Au strict plan des constatations, le policier explique que cette méthodologie ressemble à celle employée pour un crash, dans le sens où c’est une scène de crime large, avec une dissémination des corps, des traces et des indices. L’idée est donc de subdiviser un très grand espace en sous zones dans lesquelles sont projetés plusieurs groupes d’agents de constatations.

Avant même de commencer son récit, le policier s’excuse si transparait « un peu d’émotion et de sentiments personnels ». Il précise que ce n’est pas le cas normalement d’un officier de police judiciaire devant une Cour d’assises.

Il continue, expliquant que ce soir-là, toutes les patrouilles se rapatrient au 36 quai des Orfèvres et se met à disposition une centaine d’enquêteurs pour la brigade criminelle, précise-t-il. Lui, est le coordinateur de la scène du Bataclan.

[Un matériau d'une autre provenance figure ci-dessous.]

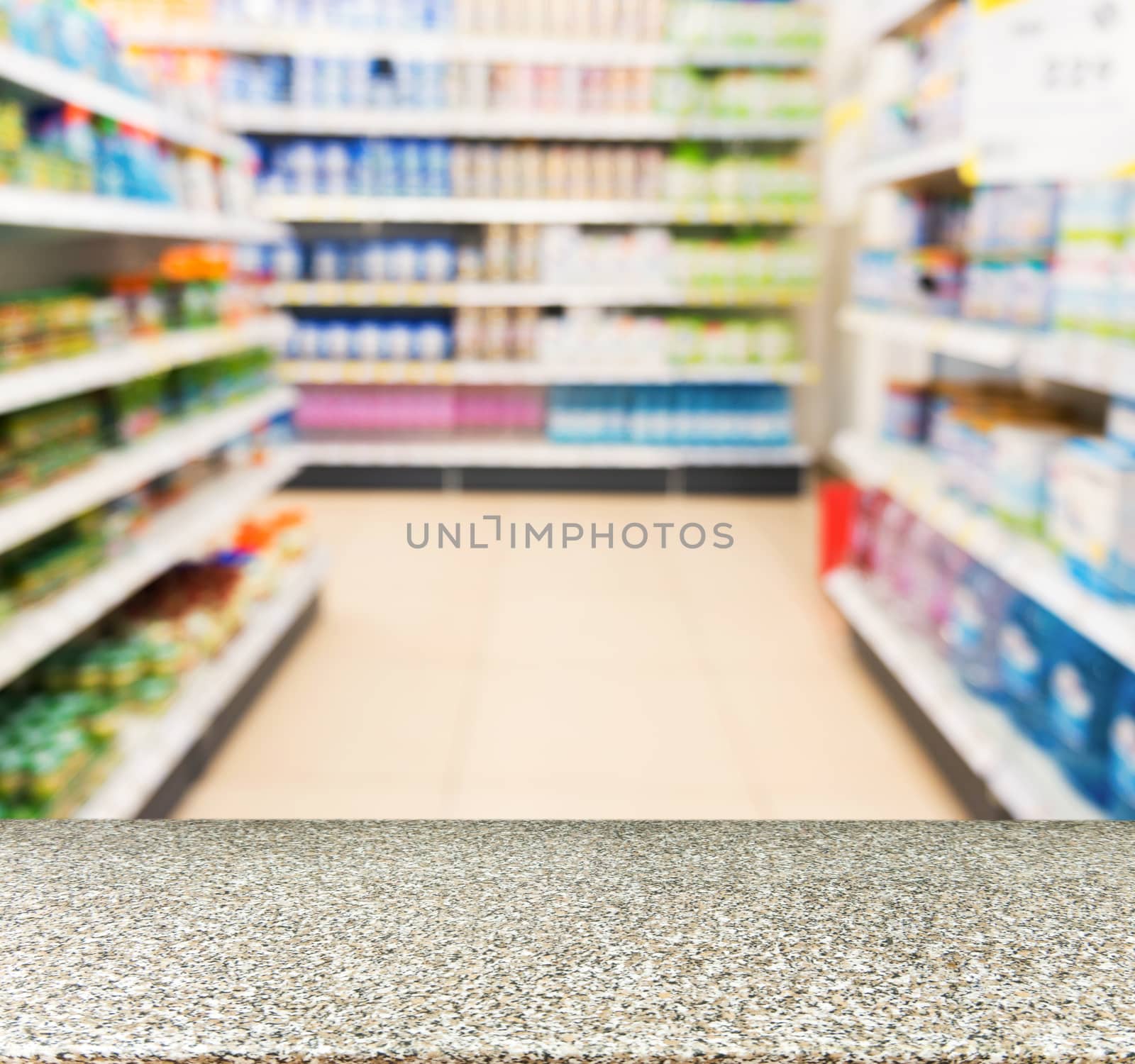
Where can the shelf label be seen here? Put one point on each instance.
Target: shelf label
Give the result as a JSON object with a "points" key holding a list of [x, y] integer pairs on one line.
{"points": [[1053, 90]]}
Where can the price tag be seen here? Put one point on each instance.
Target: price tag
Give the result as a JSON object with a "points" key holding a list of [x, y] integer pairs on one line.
{"points": [[1053, 90]]}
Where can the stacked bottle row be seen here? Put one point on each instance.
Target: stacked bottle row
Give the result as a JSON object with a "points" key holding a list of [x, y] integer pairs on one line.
{"points": [[1058, 687], [687, 22], [487, 170], [741, 266], [685, 416]]}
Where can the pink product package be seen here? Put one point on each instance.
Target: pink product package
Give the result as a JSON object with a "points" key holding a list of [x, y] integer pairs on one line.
{"points": [[418, 409]]}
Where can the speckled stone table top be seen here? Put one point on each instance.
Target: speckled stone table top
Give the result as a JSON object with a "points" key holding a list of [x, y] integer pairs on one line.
{"points": [[541, 942]]}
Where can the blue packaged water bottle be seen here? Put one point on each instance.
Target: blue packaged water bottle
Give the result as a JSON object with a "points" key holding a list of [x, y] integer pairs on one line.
{"points": [[1123, 753], [1083, 687], [1024, 653], [979, 608]]}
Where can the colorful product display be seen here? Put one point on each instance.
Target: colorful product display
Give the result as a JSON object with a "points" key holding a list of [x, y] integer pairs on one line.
{"points": [[361, 412], [686, 416], [692, 22], [71, 34], [738, 266], [919, 84], [43, 444], [194, 287], [66, 149], [361, 82], [1029, 463], [1061, 690], [1033, 257], [475, 170], [578, 337], [50, 563], [586, 336], [60, 724], [677, 416]]}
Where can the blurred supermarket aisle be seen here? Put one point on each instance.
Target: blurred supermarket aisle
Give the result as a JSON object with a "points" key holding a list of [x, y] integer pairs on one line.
{"points": [[579, 683]]}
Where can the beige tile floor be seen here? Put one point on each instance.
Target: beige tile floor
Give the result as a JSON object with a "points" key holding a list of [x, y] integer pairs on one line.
{"points": [[499, 683]]}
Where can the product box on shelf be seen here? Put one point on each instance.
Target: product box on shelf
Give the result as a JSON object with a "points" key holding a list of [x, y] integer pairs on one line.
{"points": [[1092, 514]]}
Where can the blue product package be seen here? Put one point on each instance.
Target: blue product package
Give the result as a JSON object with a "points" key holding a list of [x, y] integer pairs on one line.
{"points": [[302, 167], [438, 261], [402, 261], [1122, 761], [1083, 685], [431, 342], [236, 79], [436, 181], [372, 265], [979, 608], [333, 168], [400, 339], [287, 261], [328, 261], [1092, 513], [276, 72], [367, 342], [336, 340], [1025, 663]]}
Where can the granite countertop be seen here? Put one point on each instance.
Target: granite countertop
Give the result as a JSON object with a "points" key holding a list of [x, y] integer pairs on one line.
{"points": [[474, 942]]}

Il se rend avec un petit effectif sur place avec pour mission de faire la jonction avec les effectifs d’autres services.

L’officier raconte qu’ils ont attendu plusieurs heures avant d’aborder la scène car la priorité était donnée au travail des secours ainsi qu’à l’évacuation. Ce soir-là, il confie qu’il n’y pas d’autre mot que la sidération, au milieu de victimes ensanglantées qui crient, qui hurlent.
Vient ensuite l’action des services de déminage pour que les constatations ne soient pas risquées par des explosifs.
Les premiers constats aux abords du Bataclan commencent, avec notamment deux véhicules dont un par lequel les tueurs sont arrivés. Il y a aussi le recensement des effets personnels.
Puis, à 5 heures du matin, il pénètre dans la salle, le but est de se rendre compte de la répartition des corps dans les lieux et de la configuration de ces lieux pour faire un zonage de la salle et ainsi des constatations efficaces.
En raison de la présence des corps des terroristes et des armes, il faut faire des identifications le plus rapidement possible par la génétique et éventuellement le numérique et le téléphonique. Il faut traquer « la trace et l’indice » avec pour objectif l’identification d’un auteur, dit-il.
Le policier confie qu’aucun d’entre eux ne savait traiter une scène de guerre et qu’il a fallu s’adapter, travailler dans la durée pour faire de bonnes constatations criminelles tout en étant rapide pour donner des identités des victimes aux familles. Au total, 71 corps sont retrouvés dans le Bataclan. Eux, leur but n’est pas d’identifier, ils n’en n’ont d’ailleurs pas le pouvoir, mais de donner des éléments plausibles d’identification. Pourtant dix minutes après son entrée dans la salle, il reçoit des appels pour savoir si telle ou telle personne est présente. Il explique la difficulté d’être « là » mais de ne pouvoir répondre.

Dans la salle, parmi les effets personnels, est retrouvé un dictaphone numérique, ils comprennent alors que si cet accessoire numérique a capté le concert alors il a capté l’enregistrement audio des faits. C’est donc un élément qui est priorisé.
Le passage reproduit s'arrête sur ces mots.